Israel probably ran headlong into well-armed Iranian “Hezbolla” division(s) which had planted a number of large anti-tank mines and has sophisticated (i.e., Soviet-type) anti-tank missiles and advanced “Stinger” missiles against attack helicopters and aircraft. As a consequence, Israel has been forced to call up tens of thousands of troops to prosecute any attack into Southern Lebanon. There has been a significant build-up of Iranian and Syrian troops (rumor has it) for the past three years in Iraq, Afghanistan and in Southern Lebanon (porous Pakistan borders). The game for Israel and US has changed dramatically as a result of large “foreign” troop movements into Iraq/Afghanistan and we are being out-gunned in some hit and run attacks. The (122 mm) missile ranges have increased dramatically in the past three years that are being used by foreign forces. We are not winning these conflicts and the costs to US taxpayers are out of control and no longer discussed in mainstream media. It is going to become a major issue in November elections and perhaps for years to come. In the end, the ongoing “religious” conflict between East/West is fundamentally going to have profound changes in our culture. 

Unfortunately, the US Government has become divorced from the reality that we (US/Israel) are involved in fighting a “major religious conflict” and we cannot afford to fight these conflicts having the majority support of both the US people (as happened in Vietnam) as well as the “mullahs or religious Muslim clerics”. At this point, few in the Arab world probably believe we are an “honest broker”. When we sent Ms Rice as our representative to start a dialogue to resolve this conflict, we flat sent the wrong message to the Muslim world. The Muslim men started wearing T-Shirts showing an X thru a “monkey”. Washington DC is either brain-dead or is running with some other agenda as far as political broken-field running. Unfortunately, we have become arrogant and too politically correct for our own good. How is it in the interest of the American People to be in a continual conflict with those who will hold 75% + of the world’s oil in the next five years? There is no political/military solution to this ongoing conflict without including the “Muslim religious clerics/Jewish Rabbi” and this has not happened because the useless foam rubber elephants keep getting in the way of a real dialogue between millions people who are fed-up with the blood-shed on both sides.

If the various Muslim sects decide to come together against a common foe under Hezbollah’s umbrella, these regional conflicts could potentially go on for years across twenty million square miles. We can no longer afford to fight these conflicts with conventional forces/outdated Pentagon planning of religious conflicts and the need to rapidly address/change tactics (i.e., recognize the “third religious pillar is key to resolving the conflict”). We needed to start a real dialogue with the religious clerics. Look at the track record of progress in Iraq and Afghanistan in terms of building new schools/hospitals (this is a top priority of Hezbollah and Taliban and a key to understanding how to play the game) by US contractors – it is zilch for progress with a US Administration (who are overrun by millions in Baghdad on building a hospital), and we have major cost overruns in gaming multi-billion construction contracts to the US taxpayers wallet.

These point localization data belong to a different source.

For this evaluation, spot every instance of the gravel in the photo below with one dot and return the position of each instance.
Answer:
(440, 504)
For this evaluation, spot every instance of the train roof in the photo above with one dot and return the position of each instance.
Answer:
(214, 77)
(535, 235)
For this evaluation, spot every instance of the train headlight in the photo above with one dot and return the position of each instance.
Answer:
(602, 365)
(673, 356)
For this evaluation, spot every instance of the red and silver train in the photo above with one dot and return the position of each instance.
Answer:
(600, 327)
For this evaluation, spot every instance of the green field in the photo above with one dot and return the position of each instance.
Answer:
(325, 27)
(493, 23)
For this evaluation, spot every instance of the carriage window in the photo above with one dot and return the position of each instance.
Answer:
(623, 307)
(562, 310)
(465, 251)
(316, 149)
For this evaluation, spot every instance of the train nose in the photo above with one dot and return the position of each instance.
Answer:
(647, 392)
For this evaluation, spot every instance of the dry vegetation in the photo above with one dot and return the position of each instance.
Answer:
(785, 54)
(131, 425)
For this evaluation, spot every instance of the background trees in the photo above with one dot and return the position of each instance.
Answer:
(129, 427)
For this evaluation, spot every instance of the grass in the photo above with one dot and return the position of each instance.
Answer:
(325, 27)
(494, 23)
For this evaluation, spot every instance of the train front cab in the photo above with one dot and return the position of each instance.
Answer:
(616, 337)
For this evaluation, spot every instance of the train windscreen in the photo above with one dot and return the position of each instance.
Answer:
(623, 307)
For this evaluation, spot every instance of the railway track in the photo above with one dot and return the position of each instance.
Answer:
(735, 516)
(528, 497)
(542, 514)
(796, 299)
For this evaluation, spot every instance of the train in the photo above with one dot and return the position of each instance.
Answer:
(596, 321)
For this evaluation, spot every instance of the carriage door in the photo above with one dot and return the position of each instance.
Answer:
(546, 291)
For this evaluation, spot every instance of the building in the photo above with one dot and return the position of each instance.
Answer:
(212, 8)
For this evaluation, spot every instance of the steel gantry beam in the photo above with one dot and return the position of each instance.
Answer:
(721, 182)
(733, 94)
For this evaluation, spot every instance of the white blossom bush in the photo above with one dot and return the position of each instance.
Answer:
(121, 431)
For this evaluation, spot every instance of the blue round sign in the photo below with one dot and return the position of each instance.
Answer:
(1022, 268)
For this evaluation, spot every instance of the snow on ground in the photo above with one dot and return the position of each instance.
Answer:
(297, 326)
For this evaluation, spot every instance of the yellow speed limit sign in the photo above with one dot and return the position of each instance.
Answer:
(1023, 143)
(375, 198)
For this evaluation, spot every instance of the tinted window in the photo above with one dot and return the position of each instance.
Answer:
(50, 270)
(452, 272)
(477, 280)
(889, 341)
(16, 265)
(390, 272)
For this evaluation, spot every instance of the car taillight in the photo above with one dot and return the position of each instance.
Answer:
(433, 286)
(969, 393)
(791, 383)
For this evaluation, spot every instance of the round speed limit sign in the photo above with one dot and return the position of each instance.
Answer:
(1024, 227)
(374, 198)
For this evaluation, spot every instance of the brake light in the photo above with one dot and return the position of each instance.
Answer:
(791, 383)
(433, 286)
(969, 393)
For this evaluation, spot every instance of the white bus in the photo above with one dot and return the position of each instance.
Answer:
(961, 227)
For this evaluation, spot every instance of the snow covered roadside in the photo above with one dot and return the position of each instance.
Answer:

This latest conflict (that began with Kosovo and the Democrats) is rapidly developing into mega civil war and it may all go against the USForces who are caught in the middle. The Iraqi Homeland Defense could easily disintegrate along secular lines if we leave (see Vietnam results for prior business model) so we are between a lion (Israel) and a tiger (Muslim) (holding both by the tail) – lots of luck because we are going to need it.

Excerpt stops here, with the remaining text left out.